Had Christ Jesus identified his being with the lifeless evidence of his body while it was buried in the tomb, he could never have demonstrated the eternal newness of Life that his resurrection exemplifies for us. We love the Master for all that he taught and demonstrated of the Christ, including his proof of the continuity of man's life in God. He proved the absolute unreality of life, or death, in matter. Remember his words "I am come that they might have life, and that they might have it more abundantly." John 10:10.
It is important to perceive the depth of this spiritual law—this law of abundant life—and to apply it in our experience. Abundant health, abundant harmony, perfect faculties, belong to man, for Life is Soul. Not physical energy but spiritual vitality and strength constitute the life that God bestows, for Life is Spirit. God's children manifest life with integrity—life unimpaired, sound, immutable; for the divine Life that man reflects is Truth. By being divine Love, God imparts the law for living, for Life is Love. The divine Life that man reflects includes God's outlined, precise, and intelligent provision for the completeness of its expression, for Life is Mind. Living is divinely structured and in order, for Life is Principle.
We may indeed have periods when we pause to reflect on our years in this earthly experience; and our thoughts may linger—happily or regretfully—on some of the scenes. If we find ourselves viewing the senior years with apprehension, Mrs. Eddy offers us a wonderfully comforting message: "To preserve a long course of years still and uniform, amid the uniform darkness of storm and cloud and tempest, requires strength from above,—deep draughts from the fount of divine Love.... The fleeting freshness of youth, however, is not the evergreen of Soul; the coloring glory of perpetual bloom; the spiritual glow and grandeur of a consecrated life wherein dwelleth peace, sacred and sincere in trial or in triumph." Miscellaneous Writings, pp. ix-x. What a rebuke to age beliefs!
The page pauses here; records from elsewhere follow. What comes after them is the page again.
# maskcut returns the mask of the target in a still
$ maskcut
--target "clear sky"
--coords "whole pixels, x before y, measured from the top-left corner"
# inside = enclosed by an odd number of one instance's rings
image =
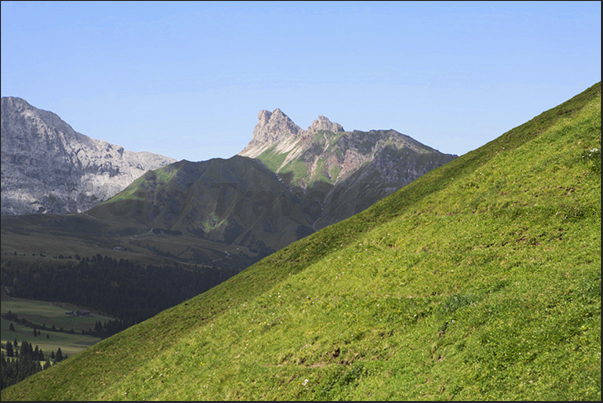
[[[2,1],[1,92],[76,131],[229,158],[260,110],[464,154],[601,80],[601,3]]]

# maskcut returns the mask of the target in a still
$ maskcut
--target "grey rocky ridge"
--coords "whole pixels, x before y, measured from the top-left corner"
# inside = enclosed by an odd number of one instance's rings
[[[259,159],[315,210],[313,228],[348,218],[456,158],[395,130],[345,131],[320,115],[307,130],[280,109],[262,110],[239,153]]]
[[[174,161],[92,139],[52,112],[2,97],[2,215],[86,211]]]

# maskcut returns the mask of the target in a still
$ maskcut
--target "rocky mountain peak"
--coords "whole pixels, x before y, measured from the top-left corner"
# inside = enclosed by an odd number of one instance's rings
[[[279,108],[273,112],[260,111],[258,124],[253,129],[253,140],[262,143],[273,143],[282,137],[295,137],[303,130],[297,126]]]
[[[2,97],[2,104],[17,112],[21,112],[28,107],[31,108],[31,105],[26,100],[18,97]]]
[[[273,144],[296,141],[303,133],[302,128],[279,108],[272,112],[261,110],[258,123],[253,129],[253,137],[239,155],[255,158]]]
[[[342,125],[340,125],[339,123],[333,123],[328,118],[326,118],[322,115],[318,116],[318,119],[316,119],[314,122],[312,122],[310,127],[308,127],[307,132],[308,133],[316,133],[320,130],[327,131],[327,132],[333,132],[333,133],[341,133],[341,132],[345,131],[345,130],[343,130]]]
[[[33,129],[28,142],[23,143],[23,127]],[[92,146],[88,136],[76,132],[58,115],[50,111],[38,109],[26,100],[18,97],[2,97],[2,147],[17,146],[21,151],[37,147],[36,143],[45,143],[54,149],[62,149],[61,142],[83,143]],[[5,152],[3,150],[3,162]]]
[[[394,175],[391,183],[406,184],[409,178],[417,178],[456,157],[442,154],[393,129],[346,132],[342,125],[323,115],[305,131],[278,108],[273,112],[261,111],[258,119],[253,139],[239,155],[258,158],[270,170],[286,178],[288,185],[302,189],[316,184],[329,187],[343,183],[367,164],[372,164],[373,170],[381,169],[379,175],[389,178],[394,174],[388,172],[400,161],[405,161],[402,165],[408,169]],[[321,132],[323,135],[315,135]],[[337,136],[328,136],[325,132]],[[426,154],[428,156],[420,163],[409,162],[410,155]],[[421,167],[417,168],[417,164]],[[388,189],[393,191],[398,185]]]
[[[258,114],[258,124],[256,125],[256,127],[264,127],[268,124],[268,121],[270,121],[270,117],[272,116],[272,112],[267,111],[265,109],[261,110],[260,113]]]

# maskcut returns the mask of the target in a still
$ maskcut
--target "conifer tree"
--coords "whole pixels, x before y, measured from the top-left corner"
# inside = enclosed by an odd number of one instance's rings
[[[22,358],[23,358],[23,357],[25,357],[25,356],[27,356],[27,355],[28,355],[28,353],[29,353],[29,348],[30,348],[30,347],[29,347],[29,343],[28,343],[27,341],[23,340],[23,341],[21,342],[21,351],[19,352],[19,355],[20,355]]]
[[[13,356],[13,343],[11,343],[10,340],[6,342],[6,356]]]

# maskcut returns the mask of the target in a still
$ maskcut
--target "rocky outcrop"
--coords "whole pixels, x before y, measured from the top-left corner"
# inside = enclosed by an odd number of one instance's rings
[[[21,98],[2,98],[1,125],[2,215],[86,211],[175,161],[92,139]]]
[[[255,158],[273,144],[291,142],[303,133],[301,127],[293,123],[279,108],[273,112],[266,110],[258,114],[258,124],[253,129],[253,138],[239,155]]]
[[[310,127],[308,127],[308,130],[306,131],[308,133],[317,133],[321,130],[332,133],[341,133],[344,131],[342,125],[340,125],[339,123],[333,123],[326,117],[320,115],[318,116],[317,120],[312,122],[312,124],[310,125]]]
"A consecrated life"! Is not consecration the sweet impulse for one's so-called senior (as well as junior) years, embracing the conviction that man's life purpose as God's witness is ever unfolding? God never retires man into dimness but demands that man's life be a continuous bright and shining light expressing Him. Whether our age is twenty-eight or eighty-eight, our Father-Mother God empowers us as His eternal ideas to glorify Him, to manifest His qualities, to be the very evidence that He exists.
Increasing longevity need not be viewed, then, as merely a prolongation of life in matter, but as a progressive moral demonstration on the human scene. We can come to see that our lives truly have the dignity and destiny of eternal sonship. As the loved of divine Love, we are exempt from the claims of aging, because in the ageless fount of Love, substance does not deteriorate, function is not depleted, identity cannot be rendered useless.
God blesses us with the joy of Life. If we are loving Life, we welcome the progress that can attend advancing years. We challenge mortal mind's pretense that age is synonymous with ugliness and gloom. We have divine authority to address intimidating age beliefs with the same Christly conviction and dominion that Jesus showed when he addressed the threats of Pontius Pilate. He declared, "Thou couldest have no power at all against me, except it were given thee from above." John 19:11. As we use our growing understanding of the newness of life in God, we discover ever-fresh opportunities to serve Him.
Our Father-Mother God leads us, moment by moment.